The wellbore fluids often contain a combination of liquids and gases. Because most downhole pumping equipment is primarily designed to recover liquids, excess amounts of gas in the wellbore fluid can present problems for downhole equipment. For example, the centrifugal forces exerted by downhole turbomachinery tends to separate gas from liquid, thereby increasing the chances of cavitation or vapor lock.

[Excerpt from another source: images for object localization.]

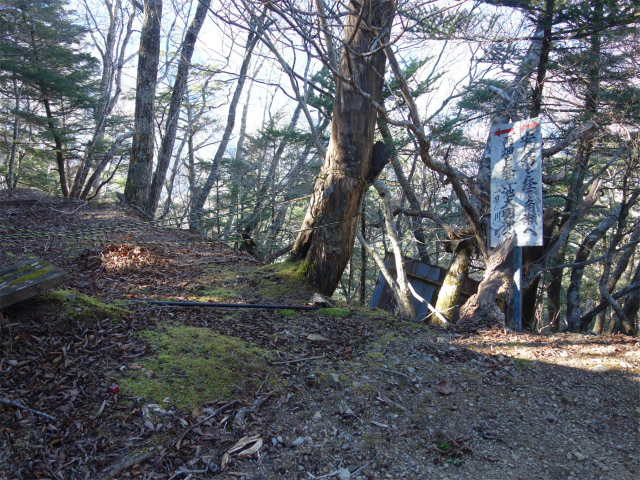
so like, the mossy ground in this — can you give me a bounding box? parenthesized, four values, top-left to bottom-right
(41, 289, 128, 326)
(317, 308, 350, 318)
(120, 325, 273, 410)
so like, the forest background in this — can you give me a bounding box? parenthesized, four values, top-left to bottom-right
(0, 0, 639, 335)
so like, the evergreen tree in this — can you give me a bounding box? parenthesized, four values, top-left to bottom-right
(0, 0, 99, 195)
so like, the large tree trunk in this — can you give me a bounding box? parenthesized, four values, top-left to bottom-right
(147, 0, 211, 217)
(433, 239, 474, 325)
(124, 0, 162, 209)
(290, 0, 395, 296)
(457, 235, 516, 331)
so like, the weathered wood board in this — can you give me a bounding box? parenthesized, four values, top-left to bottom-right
(0, 260, 69, 308)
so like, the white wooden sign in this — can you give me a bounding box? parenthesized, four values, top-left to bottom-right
(490, 118, 543, 247)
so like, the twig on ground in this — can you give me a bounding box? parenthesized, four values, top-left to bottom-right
(96, 446, 160, 480)
(307, 470, 340, 479)
(176, 400, 239, 450)
(271, 355, 324, 365)
(48, 202, 87, 215)
(0, 398, 56, 421)
(372, 367, 413, 380)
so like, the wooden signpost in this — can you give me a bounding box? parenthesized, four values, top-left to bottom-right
(490, 118, 543, 330)
(0, 260, 69, 308)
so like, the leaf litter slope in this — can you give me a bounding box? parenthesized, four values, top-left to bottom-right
(0, 189, 638, 479)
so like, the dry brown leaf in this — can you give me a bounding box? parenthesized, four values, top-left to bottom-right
(227, 434, 261, 454)
(237, 438, 263, 457)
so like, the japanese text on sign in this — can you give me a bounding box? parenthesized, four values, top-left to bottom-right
(490, 118, 543, 247)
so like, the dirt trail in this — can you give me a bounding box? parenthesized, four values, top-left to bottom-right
(1, 190, 638, 480)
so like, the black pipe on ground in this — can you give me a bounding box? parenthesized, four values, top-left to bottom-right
(127, 300, 321, 310)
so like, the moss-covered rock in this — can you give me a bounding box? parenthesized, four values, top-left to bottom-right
(120, 326, 273, 409)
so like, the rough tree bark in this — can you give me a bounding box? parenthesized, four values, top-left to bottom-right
(457, 235, 516, 331)
(290, 0, 395, 296)
(124, 0, 162, 208)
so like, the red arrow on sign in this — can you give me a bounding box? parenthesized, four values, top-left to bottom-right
(494, 127, 514, 137)
(520, 121, 539, 130)
(494, 121, 539, 137)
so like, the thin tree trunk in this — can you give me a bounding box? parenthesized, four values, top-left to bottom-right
(80, 131, 133, 199)
(7, 78, 20, 190)
(359, 202, 367, 305)
(189, 29, 260, 230)
(566, 203, 622, 332)
(291, 0, 395, 295)
(433, 239, 473, 325)
(238, 104, 302, 251)
(124, 0, 163, 208)
(593, 223, 640, 333)
(377, 116, 430, 264)
(618, 261, 640, 335)
(147, 0, 211, 217)
(42, 96, 68, 197)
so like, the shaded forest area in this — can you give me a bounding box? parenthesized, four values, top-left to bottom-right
(1, 0, 640, 333)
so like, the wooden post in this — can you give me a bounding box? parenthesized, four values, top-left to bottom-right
(513, 245, 522, 330)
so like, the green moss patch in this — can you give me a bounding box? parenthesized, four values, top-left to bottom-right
(191, 287, 239, 302)
(41, 290, 128, 325)
(120, 326, 272, 409)
(256, 261, 310, 301)
(317, 308, 350, 318)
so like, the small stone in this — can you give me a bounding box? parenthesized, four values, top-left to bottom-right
(337, 467, 351, 480)
(291, 437, 305, 447)
(313, 411, 322, 420)
(277, 436, 283, 444)
(341, 442, 350, 450)
(347, 464, 358, 473)
(298, 465, 305, 471)
(330, 373, 340, 383)
(308, 333, 330, 342)
(271, 437, 278, 446)
(545, 413, 556, 422)
(591, 365, 609, 372)
(573, 451, 585, 461)
(407, 367, 415, 373)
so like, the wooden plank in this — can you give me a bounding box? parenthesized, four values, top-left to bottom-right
(0, 260, 69, 308)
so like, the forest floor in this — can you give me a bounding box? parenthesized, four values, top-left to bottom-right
(0, 189, 639, 480)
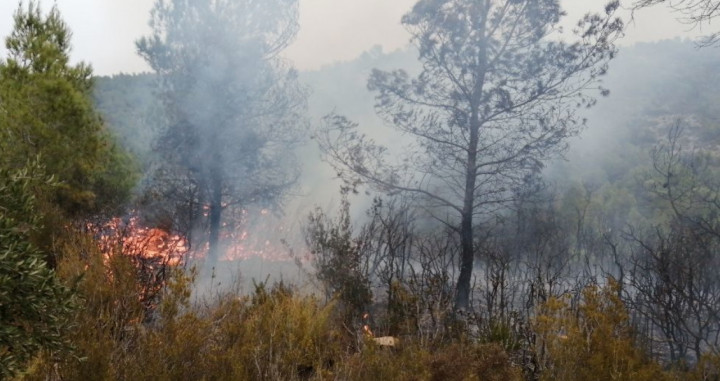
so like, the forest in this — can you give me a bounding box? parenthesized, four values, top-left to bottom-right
(4, 0, 720, 380)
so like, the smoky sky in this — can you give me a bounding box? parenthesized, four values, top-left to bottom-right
(0, 0, 713, 75)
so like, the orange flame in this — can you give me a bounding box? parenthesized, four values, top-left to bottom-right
(93, 215, 187, 266)
(93, 208, 308, 268)
(85, 214, 189, 315)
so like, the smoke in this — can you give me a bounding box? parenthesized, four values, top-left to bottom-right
(120, 0, 307, 294)
(547, 39, 720, 185)
(93, 0, 720, 296)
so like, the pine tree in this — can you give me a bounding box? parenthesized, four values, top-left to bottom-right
(0, 1, 136, 217)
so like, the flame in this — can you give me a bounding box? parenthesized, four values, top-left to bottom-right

Gas separators have been used to remove gas before the wellbore fluids enter the pump. In operation, wellbore fluid is drawn into the gas separator through an intake. A lift generator provides additional lift to move the wellbore fluid into an agitator. The agitator is typically configured as a rotary paddle that imparts centrifugal force to the wellbore fluid. As the wellbore fluid passes through the agitator, heavier components, such as oil and water, are carried to the outer edge of the agitator blade, while lighter components, such as gas, remain close to the center of the agitator. In this way, modern gas separators take advantage of the relative difference in specific gravities between the various components of the two-phase wellbore fluid to separate gas from liquid. Once separated, the liquid can be directed to the pump assembly and the gas vented from the gas separator.
As shown in FIG. 1, prior art agitators typically include several straight blades 10 connected to a central hub 12. This agitator design is disclosed in U.S. Pat. No. 4,913,630 issued Apr. 3, 1990 to Cotherman, et al., U.S. Pat. No. 5,207,810 issued May 4, 1993 to Sheth and U.S. Pat. No. 4,901,413 issued Feb. 20, 1990 to Cotherman et al. Similar paddle designs are shown in U.S. Pat. No. 4,481,020 issued Nov. 6, 1984 to Lee et al. and U.S. Pat. No. 4,231,767 issued Nov. 4, 1980 to Acker. Despite the acceptance of this design, there are a number of drawbacks presented by the use of straight-blade agitator paddles. For example, straight-blade paddles tend to create significant turbulence in the fluid leaving the agitator. Straight-blade paddles also increase the load placed on the motor driving the gas separator.
There is therefore a continued need for an improved agitator design that more effectively and efficiently separates liquids from gases in a pumping system. It is to these and other deficiencies in the prior art that the present invention is directed.